Legume seed storage proteins can be induced to form amyloid fibrils upon heating at low pH, which could improve their functionality for use in food and materials. However, the amyloidogenic regions of legume proteins are largely unknown. Here, we used LC-MS/MS to determine the amyloid core regions of fibrils formed by enriched pea and soy 7S and 11S globulins at pH 2, 80 degrees C, and characterized their hydrolysis, assembly kinetics, and morphology. A lag phase was absent from the fibrillation kinetics of pea and soy 7S globulins, while 11S globulins and crude extracts displayed a similar lag time. Pea and soy protein fibrils differed in morphology, with most pea fibrils being straight and soy fibrils being worm-like.
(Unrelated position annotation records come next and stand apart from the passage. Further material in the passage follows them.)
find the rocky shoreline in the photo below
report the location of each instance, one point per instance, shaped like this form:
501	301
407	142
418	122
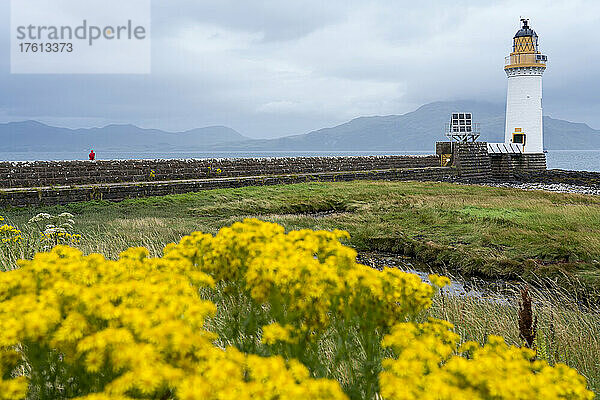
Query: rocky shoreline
549	187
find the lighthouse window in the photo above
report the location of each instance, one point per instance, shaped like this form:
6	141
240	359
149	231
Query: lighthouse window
519	138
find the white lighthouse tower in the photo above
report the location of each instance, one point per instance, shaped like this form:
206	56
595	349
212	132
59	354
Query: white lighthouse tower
524	68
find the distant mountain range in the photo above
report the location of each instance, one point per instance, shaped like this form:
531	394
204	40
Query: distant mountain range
414	131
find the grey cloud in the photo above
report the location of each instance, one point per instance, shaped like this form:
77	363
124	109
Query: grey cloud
271	68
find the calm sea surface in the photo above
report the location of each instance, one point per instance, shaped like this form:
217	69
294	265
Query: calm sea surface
580	160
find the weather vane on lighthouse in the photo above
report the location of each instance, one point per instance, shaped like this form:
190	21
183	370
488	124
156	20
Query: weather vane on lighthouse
524	68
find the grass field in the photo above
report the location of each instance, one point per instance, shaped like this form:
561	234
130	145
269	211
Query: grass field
495	232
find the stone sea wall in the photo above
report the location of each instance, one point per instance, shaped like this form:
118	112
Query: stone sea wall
65	173
120	191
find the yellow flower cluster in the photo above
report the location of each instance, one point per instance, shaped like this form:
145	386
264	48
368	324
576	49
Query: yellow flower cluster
307	274
428	366
9	234
60	237
137	327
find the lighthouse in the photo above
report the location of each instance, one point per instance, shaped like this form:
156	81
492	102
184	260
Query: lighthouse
524	68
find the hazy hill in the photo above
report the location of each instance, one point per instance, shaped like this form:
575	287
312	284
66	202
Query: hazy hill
420	129
35	136
417	130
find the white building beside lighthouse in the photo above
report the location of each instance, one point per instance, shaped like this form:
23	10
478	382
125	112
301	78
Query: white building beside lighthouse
524	68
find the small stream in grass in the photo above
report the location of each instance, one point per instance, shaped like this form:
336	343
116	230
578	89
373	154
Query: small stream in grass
498	291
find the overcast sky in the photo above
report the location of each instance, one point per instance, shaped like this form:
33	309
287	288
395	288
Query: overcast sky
274	68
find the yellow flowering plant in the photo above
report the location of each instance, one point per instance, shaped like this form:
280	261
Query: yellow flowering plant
250	313
11	239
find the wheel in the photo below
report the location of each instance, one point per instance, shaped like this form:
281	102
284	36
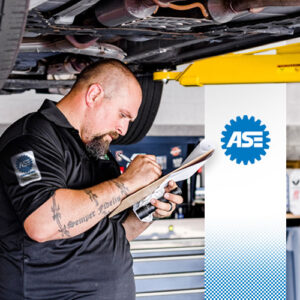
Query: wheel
151	99
12	24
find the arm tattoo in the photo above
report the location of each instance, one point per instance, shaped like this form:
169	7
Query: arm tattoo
93	197
102	209
124	190
72	224
56	217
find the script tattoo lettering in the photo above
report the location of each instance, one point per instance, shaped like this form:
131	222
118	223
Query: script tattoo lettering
103	207
93	197
124	190
72	224
57	217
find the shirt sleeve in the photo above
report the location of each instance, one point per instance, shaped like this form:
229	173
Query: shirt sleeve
31	169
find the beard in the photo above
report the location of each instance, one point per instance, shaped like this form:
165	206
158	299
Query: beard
97	147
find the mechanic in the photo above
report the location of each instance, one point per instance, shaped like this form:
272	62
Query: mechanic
58	185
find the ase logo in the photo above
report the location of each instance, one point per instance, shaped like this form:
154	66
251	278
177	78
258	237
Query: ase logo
245	140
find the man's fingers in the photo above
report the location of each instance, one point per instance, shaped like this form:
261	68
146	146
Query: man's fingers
177	199
162	206
171	186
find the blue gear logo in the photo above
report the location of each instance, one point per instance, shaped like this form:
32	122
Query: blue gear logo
245	139
24	164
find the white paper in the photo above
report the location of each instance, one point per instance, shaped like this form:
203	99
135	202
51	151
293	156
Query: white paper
180	175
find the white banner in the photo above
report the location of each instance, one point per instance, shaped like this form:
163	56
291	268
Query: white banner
245	191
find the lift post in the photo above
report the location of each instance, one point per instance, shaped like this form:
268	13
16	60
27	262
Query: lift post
273	65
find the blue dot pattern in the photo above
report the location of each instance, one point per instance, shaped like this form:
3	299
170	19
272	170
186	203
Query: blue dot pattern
238	268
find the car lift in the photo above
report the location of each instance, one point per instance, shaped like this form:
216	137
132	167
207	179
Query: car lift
272	65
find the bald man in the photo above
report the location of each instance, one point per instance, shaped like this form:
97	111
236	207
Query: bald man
58	184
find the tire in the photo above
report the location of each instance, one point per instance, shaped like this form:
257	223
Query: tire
13	21
150	103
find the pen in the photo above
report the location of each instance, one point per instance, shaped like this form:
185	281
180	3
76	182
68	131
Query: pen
124	157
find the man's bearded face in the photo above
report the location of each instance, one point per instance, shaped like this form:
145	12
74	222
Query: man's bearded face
98	146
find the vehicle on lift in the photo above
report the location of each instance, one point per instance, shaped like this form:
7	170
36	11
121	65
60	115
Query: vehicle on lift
45	43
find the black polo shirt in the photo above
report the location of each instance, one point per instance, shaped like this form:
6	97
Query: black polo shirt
39	154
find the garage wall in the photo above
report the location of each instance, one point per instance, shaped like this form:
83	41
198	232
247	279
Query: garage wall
181	112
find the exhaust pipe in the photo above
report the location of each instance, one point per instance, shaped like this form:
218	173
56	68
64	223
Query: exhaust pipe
223	11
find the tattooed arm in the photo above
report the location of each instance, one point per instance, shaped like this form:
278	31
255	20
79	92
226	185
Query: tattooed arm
71	212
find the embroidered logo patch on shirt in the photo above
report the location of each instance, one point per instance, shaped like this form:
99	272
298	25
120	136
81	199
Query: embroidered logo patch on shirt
26	168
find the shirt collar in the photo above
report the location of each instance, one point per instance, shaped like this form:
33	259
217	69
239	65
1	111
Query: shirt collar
53	114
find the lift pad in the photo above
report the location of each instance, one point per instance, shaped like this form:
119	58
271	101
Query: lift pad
273	65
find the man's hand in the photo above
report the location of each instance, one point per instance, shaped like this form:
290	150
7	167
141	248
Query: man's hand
163	209
142	171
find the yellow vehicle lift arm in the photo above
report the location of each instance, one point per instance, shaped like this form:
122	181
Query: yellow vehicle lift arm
283	65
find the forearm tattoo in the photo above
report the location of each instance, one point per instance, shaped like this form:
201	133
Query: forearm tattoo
85	219
93	197
102	210
123	189
57	217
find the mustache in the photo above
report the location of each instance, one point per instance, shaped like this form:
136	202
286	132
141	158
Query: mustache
113	134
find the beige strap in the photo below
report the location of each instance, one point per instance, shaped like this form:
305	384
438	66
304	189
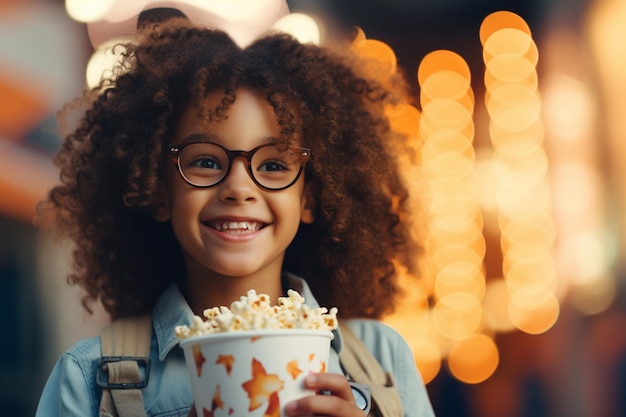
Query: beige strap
363	367
125	337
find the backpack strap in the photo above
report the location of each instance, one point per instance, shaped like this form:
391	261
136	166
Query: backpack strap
124	367
359	363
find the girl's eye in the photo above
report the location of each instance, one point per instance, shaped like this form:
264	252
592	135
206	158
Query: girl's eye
206	162
273	166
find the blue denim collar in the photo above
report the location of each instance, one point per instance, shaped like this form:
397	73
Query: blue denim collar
172	310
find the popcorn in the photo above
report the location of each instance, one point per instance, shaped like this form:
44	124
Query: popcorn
255	312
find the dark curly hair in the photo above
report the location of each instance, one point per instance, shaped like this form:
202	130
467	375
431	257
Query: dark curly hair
113	162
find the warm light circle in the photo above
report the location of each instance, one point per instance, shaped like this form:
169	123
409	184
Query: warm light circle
501	20
534	309
474	359
102	62
88	10
457	316
427	358
301	26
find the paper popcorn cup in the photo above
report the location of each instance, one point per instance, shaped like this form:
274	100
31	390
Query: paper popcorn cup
253	373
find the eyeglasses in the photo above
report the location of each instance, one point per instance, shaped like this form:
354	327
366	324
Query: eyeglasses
272	166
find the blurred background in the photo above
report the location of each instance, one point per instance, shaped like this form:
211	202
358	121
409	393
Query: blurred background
519	117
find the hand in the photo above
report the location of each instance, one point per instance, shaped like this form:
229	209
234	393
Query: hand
339	404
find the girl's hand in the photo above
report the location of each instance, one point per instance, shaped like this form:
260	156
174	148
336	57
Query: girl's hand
339	404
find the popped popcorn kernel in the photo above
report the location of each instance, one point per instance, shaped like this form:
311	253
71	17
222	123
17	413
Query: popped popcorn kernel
254	312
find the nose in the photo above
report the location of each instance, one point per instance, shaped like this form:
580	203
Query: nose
238	187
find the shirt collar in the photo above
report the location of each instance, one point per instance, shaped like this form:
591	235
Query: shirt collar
172	310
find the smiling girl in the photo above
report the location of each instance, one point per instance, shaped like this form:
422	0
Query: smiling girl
205	170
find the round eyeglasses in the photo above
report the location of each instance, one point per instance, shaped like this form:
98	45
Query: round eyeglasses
272	166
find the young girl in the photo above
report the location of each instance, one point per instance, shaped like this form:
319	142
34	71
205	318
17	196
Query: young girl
204	170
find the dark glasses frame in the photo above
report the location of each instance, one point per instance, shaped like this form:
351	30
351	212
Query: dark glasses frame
303	154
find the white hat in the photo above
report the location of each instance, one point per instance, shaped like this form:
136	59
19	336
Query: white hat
243	20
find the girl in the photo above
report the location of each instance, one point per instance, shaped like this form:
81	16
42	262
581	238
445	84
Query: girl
204	170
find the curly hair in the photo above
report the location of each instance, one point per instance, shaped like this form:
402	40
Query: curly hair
113	162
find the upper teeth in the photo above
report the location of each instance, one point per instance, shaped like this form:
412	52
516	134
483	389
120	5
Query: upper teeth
237	225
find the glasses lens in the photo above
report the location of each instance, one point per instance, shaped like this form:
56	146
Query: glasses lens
203	164
275	166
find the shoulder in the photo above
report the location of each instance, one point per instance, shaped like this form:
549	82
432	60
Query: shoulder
395	356
71	389
381	339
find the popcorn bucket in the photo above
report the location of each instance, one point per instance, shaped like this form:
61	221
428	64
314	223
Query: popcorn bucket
253	373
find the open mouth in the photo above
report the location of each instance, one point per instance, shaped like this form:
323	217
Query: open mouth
233	227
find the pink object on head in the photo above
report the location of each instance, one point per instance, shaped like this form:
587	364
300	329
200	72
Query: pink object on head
243	20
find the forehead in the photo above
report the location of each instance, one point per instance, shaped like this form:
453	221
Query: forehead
249	117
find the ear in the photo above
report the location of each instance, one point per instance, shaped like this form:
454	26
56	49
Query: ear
307	207
162	212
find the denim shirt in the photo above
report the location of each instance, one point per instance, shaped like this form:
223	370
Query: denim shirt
71	389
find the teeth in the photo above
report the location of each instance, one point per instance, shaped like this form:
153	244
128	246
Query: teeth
237	226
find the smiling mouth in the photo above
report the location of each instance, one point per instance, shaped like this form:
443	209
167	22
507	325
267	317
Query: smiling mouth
238	228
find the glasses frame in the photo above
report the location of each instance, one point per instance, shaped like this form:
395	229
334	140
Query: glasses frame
174	151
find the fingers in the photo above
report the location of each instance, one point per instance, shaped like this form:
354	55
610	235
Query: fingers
339	403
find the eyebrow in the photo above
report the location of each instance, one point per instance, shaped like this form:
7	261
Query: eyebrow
209	137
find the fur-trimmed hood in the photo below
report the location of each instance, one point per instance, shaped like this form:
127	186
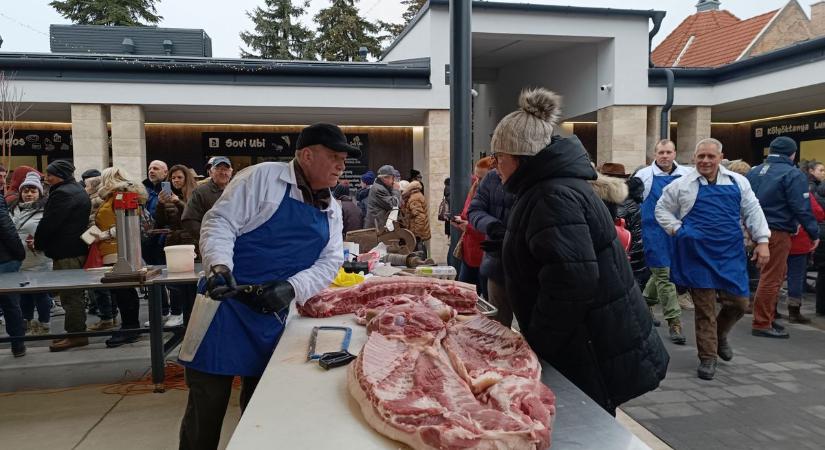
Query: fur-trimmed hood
610	189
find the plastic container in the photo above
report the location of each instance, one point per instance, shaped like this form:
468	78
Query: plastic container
180	258
442	272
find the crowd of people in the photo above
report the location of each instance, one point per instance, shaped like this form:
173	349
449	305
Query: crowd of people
45	216
576	255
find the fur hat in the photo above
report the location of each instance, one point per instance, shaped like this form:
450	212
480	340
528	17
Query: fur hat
33	180
529	129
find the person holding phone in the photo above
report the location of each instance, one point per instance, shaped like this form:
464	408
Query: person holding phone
171	202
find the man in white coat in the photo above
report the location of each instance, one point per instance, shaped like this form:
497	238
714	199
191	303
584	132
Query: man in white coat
659	289
704	211
273	236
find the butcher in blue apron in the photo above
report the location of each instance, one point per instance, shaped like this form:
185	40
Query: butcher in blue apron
274	236
659	288
704	211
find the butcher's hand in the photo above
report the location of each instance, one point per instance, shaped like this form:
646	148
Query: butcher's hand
221	283
277	296
761	255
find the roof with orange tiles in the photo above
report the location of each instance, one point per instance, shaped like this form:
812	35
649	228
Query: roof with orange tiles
697	24
724	45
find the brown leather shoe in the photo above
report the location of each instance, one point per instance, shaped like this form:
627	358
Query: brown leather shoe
65	344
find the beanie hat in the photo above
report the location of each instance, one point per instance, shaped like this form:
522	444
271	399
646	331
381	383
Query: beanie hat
90	174
32	179
62	169
529	129
386	170
783	145
368	177
339	191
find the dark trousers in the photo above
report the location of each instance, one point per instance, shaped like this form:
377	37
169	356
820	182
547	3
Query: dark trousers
820	291
41	301
710	326
10	305
129	306
206	406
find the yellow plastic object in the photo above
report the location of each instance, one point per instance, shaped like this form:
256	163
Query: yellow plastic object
344	279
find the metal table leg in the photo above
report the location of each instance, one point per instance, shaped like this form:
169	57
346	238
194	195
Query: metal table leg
156	336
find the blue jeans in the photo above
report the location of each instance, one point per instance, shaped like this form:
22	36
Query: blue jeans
10	304
41	301
797	271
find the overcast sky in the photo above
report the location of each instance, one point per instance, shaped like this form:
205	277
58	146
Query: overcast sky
24	24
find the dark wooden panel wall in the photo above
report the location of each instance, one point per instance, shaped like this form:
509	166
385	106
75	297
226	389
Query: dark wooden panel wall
181	144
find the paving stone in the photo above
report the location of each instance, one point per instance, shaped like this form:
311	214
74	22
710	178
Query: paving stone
770	367
800	365
749	390
639	413
668	397
817	410
709	406
697	395
666	410
775	377
681	384
717	393
790	386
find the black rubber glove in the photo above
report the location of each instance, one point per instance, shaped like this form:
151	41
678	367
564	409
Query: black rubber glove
220	284
496	231
492	246
276	296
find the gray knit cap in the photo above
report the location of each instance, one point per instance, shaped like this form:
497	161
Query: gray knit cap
529	129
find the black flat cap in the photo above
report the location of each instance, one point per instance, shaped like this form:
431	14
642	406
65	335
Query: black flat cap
329	136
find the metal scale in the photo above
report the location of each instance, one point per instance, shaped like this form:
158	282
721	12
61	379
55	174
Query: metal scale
129	265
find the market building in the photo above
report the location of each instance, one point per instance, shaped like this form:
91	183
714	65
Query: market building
128	96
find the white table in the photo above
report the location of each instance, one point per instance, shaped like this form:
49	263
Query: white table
299	405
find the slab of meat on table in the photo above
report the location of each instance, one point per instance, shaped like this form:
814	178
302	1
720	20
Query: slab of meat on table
450	385
331	302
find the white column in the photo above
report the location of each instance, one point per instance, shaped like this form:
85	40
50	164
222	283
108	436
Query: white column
622	135
437	157
692	125
90	138
129	140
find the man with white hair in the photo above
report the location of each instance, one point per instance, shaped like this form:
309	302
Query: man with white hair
703	211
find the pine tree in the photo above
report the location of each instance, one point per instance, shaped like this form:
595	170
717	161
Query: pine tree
342	31
108	12
278	33
394	29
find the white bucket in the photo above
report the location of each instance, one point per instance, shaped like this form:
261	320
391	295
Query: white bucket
180	258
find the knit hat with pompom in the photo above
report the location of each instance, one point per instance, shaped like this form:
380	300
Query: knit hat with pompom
529	129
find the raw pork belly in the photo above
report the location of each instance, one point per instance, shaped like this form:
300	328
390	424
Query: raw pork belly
332	302
450	385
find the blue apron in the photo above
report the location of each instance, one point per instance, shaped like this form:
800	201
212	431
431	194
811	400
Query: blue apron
708	250
657	243
240	341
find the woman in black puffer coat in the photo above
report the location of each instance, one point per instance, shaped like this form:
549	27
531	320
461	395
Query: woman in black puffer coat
569	279
631	212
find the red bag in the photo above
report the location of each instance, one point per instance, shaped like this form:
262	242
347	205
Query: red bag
623	234
94	259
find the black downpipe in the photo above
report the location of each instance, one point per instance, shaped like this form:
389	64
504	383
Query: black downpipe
460	108
657	17
664	127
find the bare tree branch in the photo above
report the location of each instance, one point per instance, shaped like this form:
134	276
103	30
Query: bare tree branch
11	108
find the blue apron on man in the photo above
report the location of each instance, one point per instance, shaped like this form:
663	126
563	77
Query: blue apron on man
239	340
656	241
708	251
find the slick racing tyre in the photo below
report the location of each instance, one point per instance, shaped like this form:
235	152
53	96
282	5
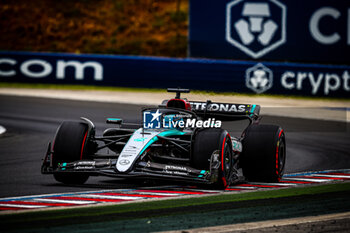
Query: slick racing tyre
70	145
205	143
264	153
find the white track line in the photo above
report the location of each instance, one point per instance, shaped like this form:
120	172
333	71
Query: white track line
155	193
23	206
2	129
64	201
111	197
243	187
331	176
273	184
307	179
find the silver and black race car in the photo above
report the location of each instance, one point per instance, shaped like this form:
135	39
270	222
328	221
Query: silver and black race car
178	140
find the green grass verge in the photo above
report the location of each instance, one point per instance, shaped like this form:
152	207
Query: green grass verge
96	212
154	90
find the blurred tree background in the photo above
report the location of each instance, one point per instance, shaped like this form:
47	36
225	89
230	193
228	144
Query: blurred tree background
128	27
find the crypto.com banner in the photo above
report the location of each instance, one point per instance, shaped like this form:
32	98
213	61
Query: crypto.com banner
276	30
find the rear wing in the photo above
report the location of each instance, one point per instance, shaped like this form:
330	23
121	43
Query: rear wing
225	110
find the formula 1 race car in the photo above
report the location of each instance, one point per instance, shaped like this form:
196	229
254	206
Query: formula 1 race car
179	140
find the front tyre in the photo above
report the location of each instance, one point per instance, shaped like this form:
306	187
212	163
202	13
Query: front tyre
264	153
70	145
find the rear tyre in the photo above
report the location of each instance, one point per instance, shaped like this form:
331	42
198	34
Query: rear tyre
205	143
70	145
264	153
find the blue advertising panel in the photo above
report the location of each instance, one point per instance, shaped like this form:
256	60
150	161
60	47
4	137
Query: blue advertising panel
276	30
198	74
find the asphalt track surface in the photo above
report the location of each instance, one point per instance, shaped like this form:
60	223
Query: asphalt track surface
32	122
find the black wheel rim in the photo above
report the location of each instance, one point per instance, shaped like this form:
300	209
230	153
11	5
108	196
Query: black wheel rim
227	160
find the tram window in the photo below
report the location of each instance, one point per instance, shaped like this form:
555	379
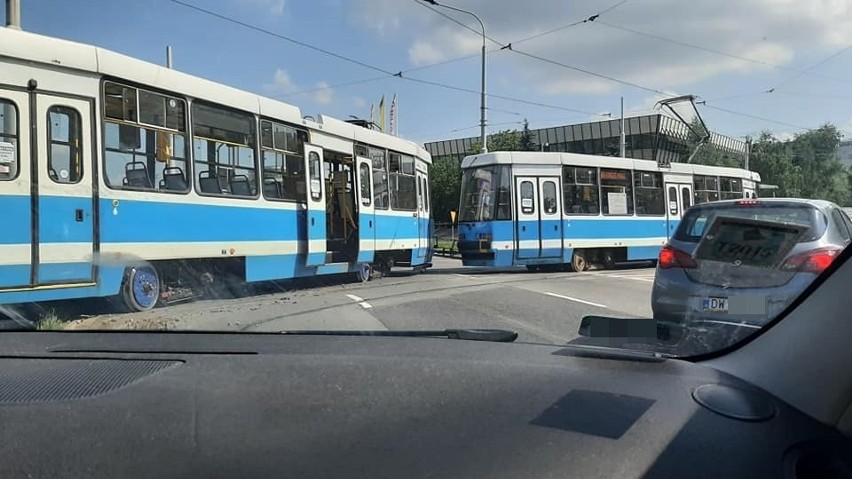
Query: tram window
549	201
224	147
580	191
650	199
64	157
160	110
120	102
616	192
9	156
730	188
145	144
706	189
381	196
426	194
527	198
403	188
283	160
364	180
672	201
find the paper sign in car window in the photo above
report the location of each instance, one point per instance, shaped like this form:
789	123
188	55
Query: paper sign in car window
7	152
748	242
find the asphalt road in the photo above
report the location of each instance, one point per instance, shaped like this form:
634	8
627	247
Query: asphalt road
541	307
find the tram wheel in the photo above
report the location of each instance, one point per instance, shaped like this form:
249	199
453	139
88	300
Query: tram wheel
141	288
364	273
578	262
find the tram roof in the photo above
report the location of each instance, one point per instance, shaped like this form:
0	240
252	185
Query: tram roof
55	53
535	158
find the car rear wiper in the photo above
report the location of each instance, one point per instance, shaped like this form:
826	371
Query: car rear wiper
492	335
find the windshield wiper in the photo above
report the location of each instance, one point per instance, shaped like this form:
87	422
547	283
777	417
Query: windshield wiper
491	335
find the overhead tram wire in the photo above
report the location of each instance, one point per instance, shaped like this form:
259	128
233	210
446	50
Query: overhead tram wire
725	54
388	73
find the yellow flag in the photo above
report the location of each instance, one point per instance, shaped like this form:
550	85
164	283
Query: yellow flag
382	114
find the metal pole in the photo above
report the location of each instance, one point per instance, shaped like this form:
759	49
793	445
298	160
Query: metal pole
623	137
484	118
13	14
483	122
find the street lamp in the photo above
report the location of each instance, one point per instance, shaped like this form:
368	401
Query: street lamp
483	118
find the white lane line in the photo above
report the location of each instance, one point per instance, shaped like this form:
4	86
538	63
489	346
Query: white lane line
577	300
623	276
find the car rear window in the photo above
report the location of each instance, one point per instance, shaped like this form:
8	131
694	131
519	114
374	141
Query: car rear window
697	220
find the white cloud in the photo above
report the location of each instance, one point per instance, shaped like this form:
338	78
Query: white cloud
282	83
324	95
274	7
283	86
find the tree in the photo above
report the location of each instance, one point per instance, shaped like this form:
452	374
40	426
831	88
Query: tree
506	140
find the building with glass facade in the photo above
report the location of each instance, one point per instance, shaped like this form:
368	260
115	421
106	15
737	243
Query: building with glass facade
650	137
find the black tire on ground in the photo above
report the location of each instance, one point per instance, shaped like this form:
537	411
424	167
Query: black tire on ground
578	262
364	272
141	288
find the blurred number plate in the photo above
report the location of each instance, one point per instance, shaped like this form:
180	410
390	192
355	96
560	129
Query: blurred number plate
716	304
748	242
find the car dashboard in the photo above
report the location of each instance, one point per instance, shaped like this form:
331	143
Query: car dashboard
217	405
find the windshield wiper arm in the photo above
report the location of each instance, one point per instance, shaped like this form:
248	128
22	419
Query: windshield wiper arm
491	335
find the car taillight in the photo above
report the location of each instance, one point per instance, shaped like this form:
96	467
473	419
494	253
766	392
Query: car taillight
674	258
814	261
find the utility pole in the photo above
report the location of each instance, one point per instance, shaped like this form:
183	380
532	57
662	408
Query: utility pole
13	14
623	137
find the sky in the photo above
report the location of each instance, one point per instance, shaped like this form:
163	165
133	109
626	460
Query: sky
760	65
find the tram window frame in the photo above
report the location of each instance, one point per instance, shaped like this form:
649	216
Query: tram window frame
653	186
571	180
366	186
288	157
733	193
218	137
627	187
11	137
396	174
699	187
549	199
379	159
71	141
123	134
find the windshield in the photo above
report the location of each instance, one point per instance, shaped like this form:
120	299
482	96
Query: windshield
277	165
485	194
698	219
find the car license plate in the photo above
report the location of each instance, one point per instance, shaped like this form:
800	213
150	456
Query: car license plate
716	304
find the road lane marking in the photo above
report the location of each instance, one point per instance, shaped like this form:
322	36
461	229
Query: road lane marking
578	300
624	276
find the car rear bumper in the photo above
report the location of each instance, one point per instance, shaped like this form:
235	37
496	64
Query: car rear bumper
677	298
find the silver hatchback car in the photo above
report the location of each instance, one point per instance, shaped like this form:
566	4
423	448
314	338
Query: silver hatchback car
746	260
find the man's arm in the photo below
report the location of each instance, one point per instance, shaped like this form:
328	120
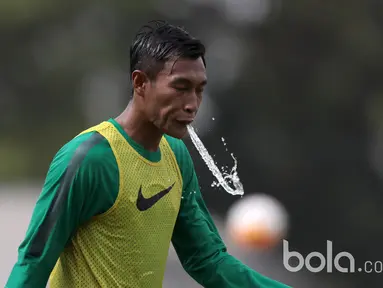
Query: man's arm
70	196
199	246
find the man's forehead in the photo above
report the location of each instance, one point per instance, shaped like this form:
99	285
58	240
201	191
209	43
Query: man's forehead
185	67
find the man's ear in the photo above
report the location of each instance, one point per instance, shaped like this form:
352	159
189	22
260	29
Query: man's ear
140	81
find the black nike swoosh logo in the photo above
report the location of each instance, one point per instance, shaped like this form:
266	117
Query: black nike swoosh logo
145	203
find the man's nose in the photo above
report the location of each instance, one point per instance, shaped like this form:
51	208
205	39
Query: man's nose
191	106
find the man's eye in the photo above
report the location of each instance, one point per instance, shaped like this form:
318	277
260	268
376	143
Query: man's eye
182	89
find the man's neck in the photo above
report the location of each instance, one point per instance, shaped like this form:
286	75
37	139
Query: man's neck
141	131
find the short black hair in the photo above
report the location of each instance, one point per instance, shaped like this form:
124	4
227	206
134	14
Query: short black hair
158	42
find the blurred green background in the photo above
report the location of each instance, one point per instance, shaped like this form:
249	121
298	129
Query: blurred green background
295	88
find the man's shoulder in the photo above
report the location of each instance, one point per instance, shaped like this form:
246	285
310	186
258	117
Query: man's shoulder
90	147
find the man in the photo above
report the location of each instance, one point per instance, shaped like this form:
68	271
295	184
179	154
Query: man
117	194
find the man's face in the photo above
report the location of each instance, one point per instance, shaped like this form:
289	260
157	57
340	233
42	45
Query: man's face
173	98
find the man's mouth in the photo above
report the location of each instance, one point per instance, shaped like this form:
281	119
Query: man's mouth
185	122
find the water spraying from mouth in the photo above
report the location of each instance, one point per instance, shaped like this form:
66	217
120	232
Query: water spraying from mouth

Pea and soy globulins were abundant in amyloid-forming peptides, with over 100 unique fibril-core peptides from pea 7S and around 50 unique fibril-core peptides identified from pea 11S, soy 7S, and soy 11S globulins. Amyloidogenic regions derive predominantly from the homologous core region of 7S globulins and the basic subunit of 11S globulins. Overall, pea and soy 7S and 11S globulins are rich in amyloidogenic regions. This study will help understand their fibrillation mechanism and engineer protein fibrils with specific structures and functionality.

Automated summary

Upon heating at low pH, legume seed storage proteins can form amyloid fibrils, which could enhance their functionality for various applications. Using LC-MS/MS, we identified the amyloid core regions of peptide fibrils formed by enriched pea and soy globulins, and investigated their hydrolysis, assembly kinetics, and morphology. Our findings revealed that pea and soy 7S globulins did not display a lag phase during fibrillation kinetics, while 11S globulins and crude extracts did. Pea and soy protein fibrils exhibited distinct morphologies, with pea fibrils being straight and soy fibrils being worm-like. Furthermore, we identified numerous amyloid-forming peptides from pea and soy globulins, suggesting that these proteins are rich in amyloidogenic regions. This study provides insights into the fibrillation mechanism of legume globulins and has implications for engineering protein fibrils with specific properties and functions.